Monday, June 30, 2008

As promised, my failure at mint ice cream

A while back I got a head of steam up to make fresh mint ice cream with chocolate chips. I'd had great success making coffee ice cream by steeping whole coffee beans in a milk-and-cream mixture, then proceeding to the custard-making stage, and finally to freezing, adding a bit of powder-ground espresso just before it was done. Heaven in a bowl! My attempt at mint chocolate chip brought me and the hunky scientist (who's the world's foremost ice cream addict) right back down to earth. I followed essentially the same steps: Combine milk and cream, heat until just before the boiling point, add fresh mint leaves and leave to steep.
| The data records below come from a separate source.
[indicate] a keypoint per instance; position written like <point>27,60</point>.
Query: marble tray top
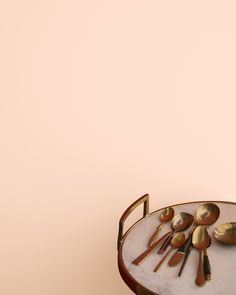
<point>166,280</point>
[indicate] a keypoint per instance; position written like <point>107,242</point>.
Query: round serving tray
<point>143,281</point>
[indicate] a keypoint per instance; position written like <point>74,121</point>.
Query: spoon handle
<point>185,260</point>
<point>140,258</point>
<point>162,260</point>
<point>154,236</point>
<point>165,244</point>
<point>207,267</point>
<point>200,279</point>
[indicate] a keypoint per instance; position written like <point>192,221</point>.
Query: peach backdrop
<point>101,102</point>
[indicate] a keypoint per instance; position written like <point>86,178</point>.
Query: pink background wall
<point>101,102</point>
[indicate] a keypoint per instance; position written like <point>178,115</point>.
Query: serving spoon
<point>205,215</point>
<point>177,241</point>
<point>201,241</point>
<point>165,216</point>
<point>180,222</point>
<point>226,233</point>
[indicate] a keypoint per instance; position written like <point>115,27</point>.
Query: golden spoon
<point>176,242</point>
<point>200,240</point>
<point>226,233</point>
<point>166,215</point>
<point>180,222</point>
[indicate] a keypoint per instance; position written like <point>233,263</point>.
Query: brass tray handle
<point>145,200</point>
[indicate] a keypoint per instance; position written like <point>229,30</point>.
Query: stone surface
<point>166,280</point>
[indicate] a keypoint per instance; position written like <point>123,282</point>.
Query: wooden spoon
<point>166,216</point>
<point>200,240</point>
<point>180,222</point>
<point>226,233</point>
<point>176,242</point>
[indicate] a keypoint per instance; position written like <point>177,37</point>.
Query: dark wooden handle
<point>155,235</point>
<point>140,258</point>
<point>165,244</point>
<point>200,279</point>
<point>207,267</point>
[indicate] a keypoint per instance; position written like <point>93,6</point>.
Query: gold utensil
<point>177,241</point>
<point>167,241</point>
<point>200,240</point>
<point>226,233</point>
<point>207,266</point>
<point>207,214</point>
<point>180,222</point>
<point>166,216</point>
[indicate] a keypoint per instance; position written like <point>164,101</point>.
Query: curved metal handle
<point>145,200</point>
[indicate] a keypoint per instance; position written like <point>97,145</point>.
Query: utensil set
<point>198,238</point>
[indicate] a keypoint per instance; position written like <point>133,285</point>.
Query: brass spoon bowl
<point>207,214</point>
<point>226,233</point>
<point>176,242</point>
<point>165,216</point>
<point>180,222</point>
<point>201,241</point>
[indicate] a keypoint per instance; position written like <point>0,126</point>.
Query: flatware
<point>189,218</point>
<point>165,216</point>
<point>177,241</point>
<point>226,233</point>
<point>207,214</point>
<point>207,266</point>
<point>201,241</point>
<point>180,222</point>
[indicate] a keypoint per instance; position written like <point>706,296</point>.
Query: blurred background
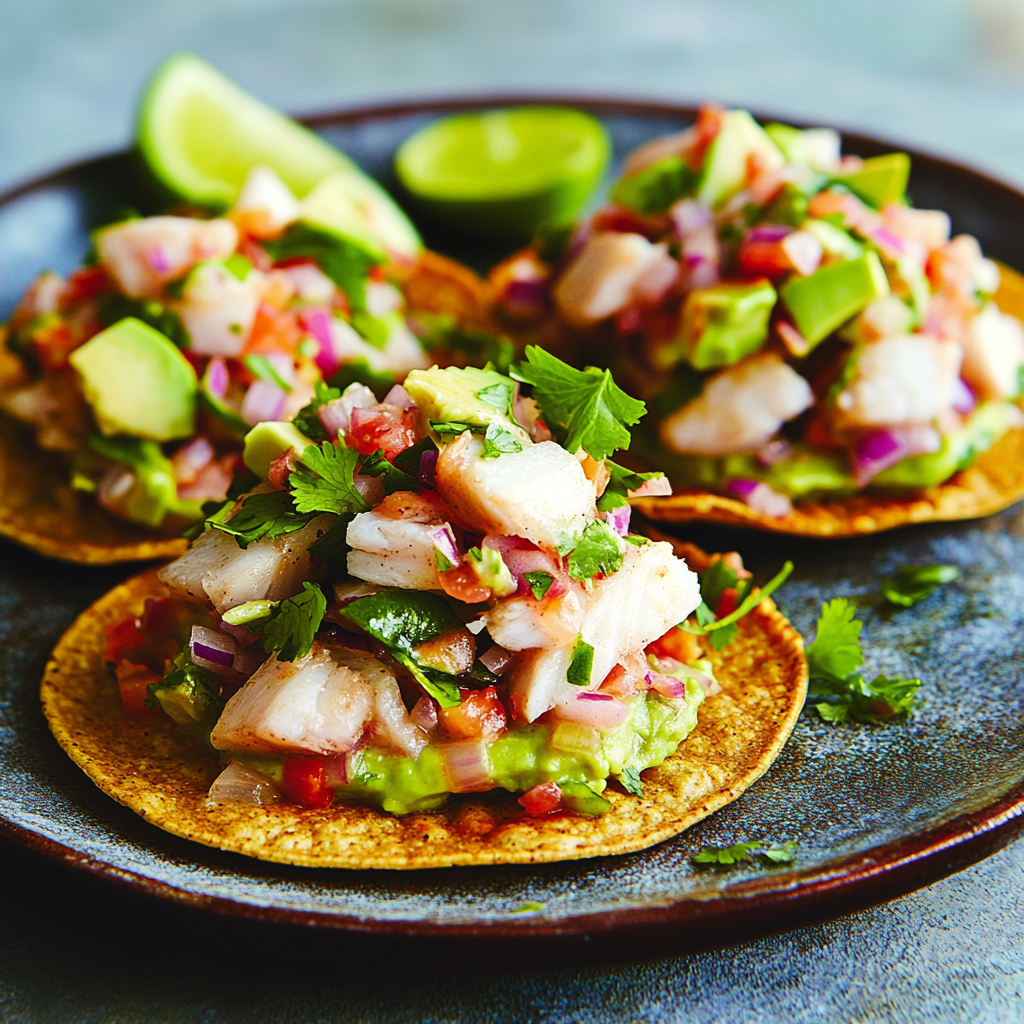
<point>943,75</point>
This yielded a lovely green-colored ice cream base. I made a custard out of it, then cooled it and gave it a sip. It did taste of mint--but it also had a vegetal overtone that was really disconcerting, and none of the zippy tang of good mint ice cream. I scrounged in the spice cabinet for some peppermint oil and added a few drops of that to the mix. That punched up the zip factor, but didn't diminish that bothersome vegetal taste that was muddying the works. I cooled and froze it anyway, adding shaved chocolate at the end. Verdict? OK. Definitely not a success. I won't bother posting photos. In my next attempt at this flavor of ice cream, I'll just go with high-quality mint essence for flavoring, leave the ice cream white, and add a bit more chocolate--more finely shaved this time--and forego the custard step. The warm richness of the custard base interferes with the clean coolness of mint I'm going for. 
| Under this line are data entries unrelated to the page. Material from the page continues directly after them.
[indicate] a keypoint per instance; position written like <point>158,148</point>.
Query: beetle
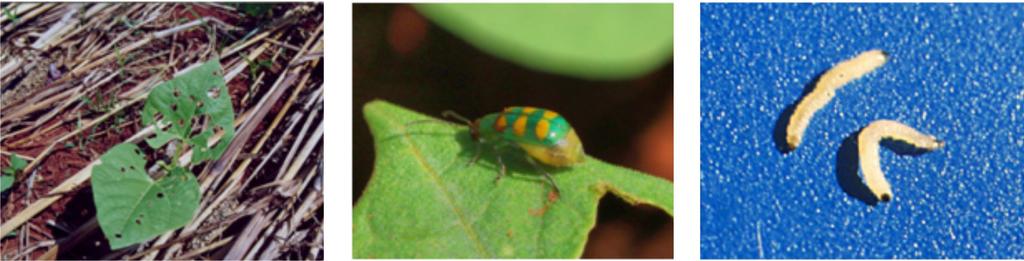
<point>544,134</point>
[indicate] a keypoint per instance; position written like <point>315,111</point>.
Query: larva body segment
<point>825,88</point>
<point>867,148</point>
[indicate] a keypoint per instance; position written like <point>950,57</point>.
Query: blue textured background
<point>956,72</point>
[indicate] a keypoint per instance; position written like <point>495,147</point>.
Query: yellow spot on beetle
<point>542,129</point>
<point>520,126</point>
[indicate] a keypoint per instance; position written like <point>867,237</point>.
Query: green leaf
<point>591,41</point>
<point>424,201</point>
<point>131,207</point>
<point>176,102</point>
<point>5,182</point>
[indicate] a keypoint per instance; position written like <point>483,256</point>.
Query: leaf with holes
<point>425,202</point>
<point>131,207</point>
<point>177,102</point>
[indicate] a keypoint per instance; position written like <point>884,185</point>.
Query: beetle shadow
<point>514,159</point>
<point>778,132</point>
<point>848,162</point>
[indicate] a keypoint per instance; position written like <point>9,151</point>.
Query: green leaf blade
<point>425,202</point>
<point>6,181</point>
<point>131,207</point>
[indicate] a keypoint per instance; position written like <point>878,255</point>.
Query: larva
<point>867,149</point>
<point>824,90</point>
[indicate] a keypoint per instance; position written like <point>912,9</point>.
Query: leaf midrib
<point>449,202</point>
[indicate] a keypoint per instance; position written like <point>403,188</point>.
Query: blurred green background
<point>606,68</point>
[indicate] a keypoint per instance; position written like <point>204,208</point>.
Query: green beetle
<point>543,134</point>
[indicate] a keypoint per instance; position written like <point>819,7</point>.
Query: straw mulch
<point>75,77</point>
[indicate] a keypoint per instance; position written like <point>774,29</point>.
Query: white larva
<point>824,90</point>
<point>867,149</point>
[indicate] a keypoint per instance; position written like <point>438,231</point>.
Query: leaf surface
<point>591,41</point>
<point>424,201</point>
<point>131,207</point>
<point>177,102</point>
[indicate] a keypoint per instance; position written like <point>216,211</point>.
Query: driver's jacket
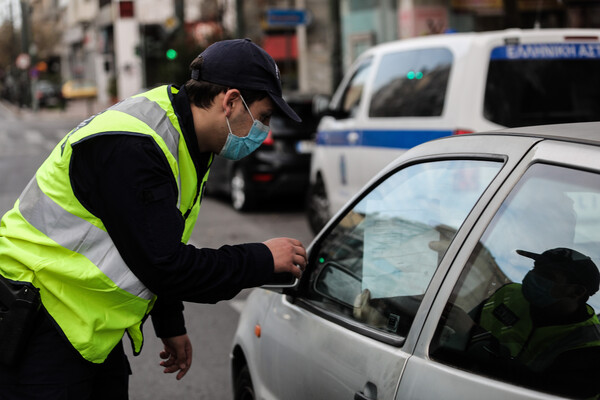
<point>51,240</point>
<point>506,316</point>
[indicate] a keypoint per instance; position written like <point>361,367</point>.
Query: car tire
<point>317,206</point>
<point>243,389</point>
<point>242,198</point>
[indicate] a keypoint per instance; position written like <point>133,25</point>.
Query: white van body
<point>441,84</point>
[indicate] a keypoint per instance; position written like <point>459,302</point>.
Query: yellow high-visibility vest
<point>52,241</point>
<point>506,316</point>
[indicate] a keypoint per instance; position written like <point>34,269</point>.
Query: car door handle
<point>369,392</point>
<point>352,137</point>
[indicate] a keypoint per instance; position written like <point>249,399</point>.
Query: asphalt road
<point>25,141</point>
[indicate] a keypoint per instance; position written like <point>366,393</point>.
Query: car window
<point>543,84</point>
<point>376,263</point>
<point>411,83</point>
<point>520,311</point>
<point>354,89</point>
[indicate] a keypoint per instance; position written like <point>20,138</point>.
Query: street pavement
<point>74,110</point>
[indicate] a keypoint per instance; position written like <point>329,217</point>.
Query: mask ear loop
<point>247,108</point>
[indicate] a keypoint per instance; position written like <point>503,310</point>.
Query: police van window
<point>411,83</point>
<point>543,83</point>
<point>376,264</point>
<point>354,89</point>
<point>525,307</point>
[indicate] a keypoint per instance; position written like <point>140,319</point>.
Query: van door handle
<point>352,137</point>
<point>369,392</point>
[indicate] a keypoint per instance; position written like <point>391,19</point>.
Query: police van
<point>403,93</point>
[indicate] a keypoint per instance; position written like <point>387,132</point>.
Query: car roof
<point>580,132</point>
<point>559,34</point>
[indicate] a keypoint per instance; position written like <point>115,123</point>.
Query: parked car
<point>48,94</point>
<point>403,93</point>
<point>278,169</point>
<point>389,306</point>
<point>79,89</point>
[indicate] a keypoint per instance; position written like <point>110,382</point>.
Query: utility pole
<point>26,88</point>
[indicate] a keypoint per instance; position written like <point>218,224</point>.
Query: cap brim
<point>285,108</point>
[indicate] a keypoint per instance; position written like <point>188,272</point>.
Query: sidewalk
<point>75,110</point>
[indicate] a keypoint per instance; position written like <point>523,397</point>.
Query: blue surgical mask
<point>236,147</point>
<point>537,290</point>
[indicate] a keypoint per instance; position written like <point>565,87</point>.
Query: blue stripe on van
<point>402,139</point>
<point>546,51</point>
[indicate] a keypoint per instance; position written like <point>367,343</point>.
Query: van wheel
<point>241,197</point>
<point>243,389</point>
<point>317,206</point>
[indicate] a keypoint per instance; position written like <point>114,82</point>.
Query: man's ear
<point>229,100</point>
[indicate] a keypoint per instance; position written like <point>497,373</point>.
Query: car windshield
<point>543,84</point>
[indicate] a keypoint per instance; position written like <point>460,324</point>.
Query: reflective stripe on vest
<point>536,347</point>
<point>68,230</point>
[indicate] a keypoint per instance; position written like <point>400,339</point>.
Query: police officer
<point>101,230</point>
<point>544,327</point>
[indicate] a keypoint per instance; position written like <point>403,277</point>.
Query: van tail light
<point>461,131</point>
<point>262,177</point>
<point>269,140</point>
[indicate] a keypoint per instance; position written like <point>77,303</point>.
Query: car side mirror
<point>320,104</point>
<point>281,281</point>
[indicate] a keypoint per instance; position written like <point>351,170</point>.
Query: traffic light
<point>171,54</point>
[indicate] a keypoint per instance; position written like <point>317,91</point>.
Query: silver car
<point>466,269</point>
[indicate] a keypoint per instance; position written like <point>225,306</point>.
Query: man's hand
<point>289,255</point>
<point>177,355</point>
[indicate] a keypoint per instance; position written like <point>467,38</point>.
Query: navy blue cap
<point>241,64</point>
<point>575,265</point>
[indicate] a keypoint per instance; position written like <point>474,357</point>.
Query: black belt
<point>19,304</point>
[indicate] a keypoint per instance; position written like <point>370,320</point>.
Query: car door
<point>339,137</point>
<point>350,328</point>
<point>551,201</point>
On a completely unrelated food topic: I am having a strong craving for my dear friend Jim's anchovy-stuffed olives. They are the smoothest, most wonderful appetizer olives I've ever had (and that's saying a lot, considering I'm half-Greek). I believe they are from Spain; Jim gets them from a cooking-supply site online, and whenever I  stop to visit he puts some on a plate and serves them with crackers or bread and cheese and always a glass of wine. Recalling this makes me miss Jim a hell of a lot more than I miss his olives.